You open a portrait where the shirt looked teal on set but reads green on screen. The fix is rarely one global filter. This workspace lets you steer hue, saturation, and lightness per color family while a draggable split line keeps the untouched pixels honest.
Load an image
Tap here or drop a file. Processing runs in your tab.
Most edits go wrong because saturation moves fast. Skin goes plastic. Grass turns neon. Hue shifts feel subtle until you stack them with a heavy saturation push.
We recommend nudging hue in five- to ten-degree steps when faces or products sit in frame, then returning to saturation only after the split line stops lying to you.
The left side always samples the loaded file. The right side shows the same pixels after HSL math runs in JavaScript on your device. No upload queue, no server-side storage.

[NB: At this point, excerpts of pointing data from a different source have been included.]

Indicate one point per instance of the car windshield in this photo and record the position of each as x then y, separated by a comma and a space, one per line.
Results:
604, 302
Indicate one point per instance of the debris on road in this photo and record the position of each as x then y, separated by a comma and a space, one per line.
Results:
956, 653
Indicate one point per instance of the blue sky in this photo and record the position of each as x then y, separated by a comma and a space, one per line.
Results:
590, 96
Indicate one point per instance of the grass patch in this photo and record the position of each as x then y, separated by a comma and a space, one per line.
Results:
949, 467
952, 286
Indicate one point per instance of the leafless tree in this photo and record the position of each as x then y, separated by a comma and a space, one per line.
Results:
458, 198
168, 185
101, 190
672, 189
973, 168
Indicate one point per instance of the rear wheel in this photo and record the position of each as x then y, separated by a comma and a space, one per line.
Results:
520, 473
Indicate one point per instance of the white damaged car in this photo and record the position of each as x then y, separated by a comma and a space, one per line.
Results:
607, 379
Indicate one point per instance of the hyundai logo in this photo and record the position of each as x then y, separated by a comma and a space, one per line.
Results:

If you need layered looks or curves-style contrast, pair this page with photo color grading or brightness and contrast after you settle hue here.
| Goal | Where to start | What to watch |
|---|---|---|
| Cool down a noon exterior | Master, small negative hue toward magenta-blue, tiny lightness down | Concrete should not turn lavender |
| Save a red logo from orange cast | Reds range, hue negative, saturation slight up | Lipstick bleed on adjacent skin |
| Muted editorial grade | Master saturation down, Greens or Yellows lifted separately | Shadows going flat gray |
Picture a white bottle on gray seamless, lit with nominally 5200 K LEDs. The raw file looks clean on set, yet the cap reads slightly green on a laptop panel calibrated last year. You do not need a twelve-node curve. You need a narrow yellow-green pull and a sanity check on reds so the label ink stays honest.

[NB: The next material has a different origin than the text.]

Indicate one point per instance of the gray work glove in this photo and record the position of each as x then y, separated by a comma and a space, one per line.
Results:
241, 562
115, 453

Here, you would open Yellows or Greens, subtract ten to fifteen degrees of hue, drop saturation two or three points on Master if plastic highlights spike, then drag the compare slider until the cap matches what you remember from the shoot. Export once the split line stops embarrassing you.
Range chips excel when color families split cleanly. Foggy scenes, heavy mixed lighting, or aggressive noise reduction smear hue boundaries. In those cases a conservative Master adjustment plus a later pass in color balance beats chasing each wedge.

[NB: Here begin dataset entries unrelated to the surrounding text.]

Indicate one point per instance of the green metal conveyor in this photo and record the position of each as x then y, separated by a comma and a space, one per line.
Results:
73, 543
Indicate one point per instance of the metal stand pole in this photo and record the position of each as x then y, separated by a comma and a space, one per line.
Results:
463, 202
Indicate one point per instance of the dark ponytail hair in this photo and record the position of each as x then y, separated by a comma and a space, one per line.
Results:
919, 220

Trust the histogram in your head: if every channel looks wrong, fix global cast first. If one costume element fights the rest, switch to the matching range.
Each pixel arrives as red, green, and blue bytes. The tool converts those values into hue, saturation, and lightness, applies your offsets only where the selected range matches, then converts back. Alpha channels pass through unchanged so PNG transparency survives when the source supports alpha.
Large files resize to a 1600 px longest edge before pixels hit the canvas so phones stay responsive. Export always uses the working resolution shown in the hidden adjusted canvas, not a separate server render.
File reads, drag events, and pixel buffers stay inside the browser tab you opened. Clear the tab or refresh and the image data is gone unless you download a PNG.
Selective ranges use simple hue wedges, not printer-grade ink separations. A blue sweater under tungsten light still shares hue bins with shadow noise, so edge halos appear if you swing sliders wildly.
Animated GIF timelines and CMYK print proofs need dedicated apps. For swapping one brand hex for another across flat regions, color replace sometimes finishes faster than HSL alone.
Two monitors disagreeing is normal. What you lock in here is relative: left versus right on the same screen. Ship finals only after you view them on the display your audience uses most.
Short answers tied to how this interface behaves.
The preview scales pixels to fit your screen. Export uses the downscaled working image (long edge up to 1600 px) to keep phones fast. Start from a high-resolution source if you need print-sized output.
Colorize forces a synthetic hue and saturation curve so the image reads like a duotone. Turn off when you want natural color correction.
Range chips only know hue angles, not shapes. Objects that share a hue with the background will move together. For precise shapes you still need manual selection in desktop software.
Hue wraps in a circle. Large shifts on adjacent ranges tend to spill visually. Reduce the hue delta or tighten the workflow: fix yellows first, then greens.
Canvas export creates a new PNG bitmap. Camera metadata from the original JPEG does not copy across. Keep originals archived separately.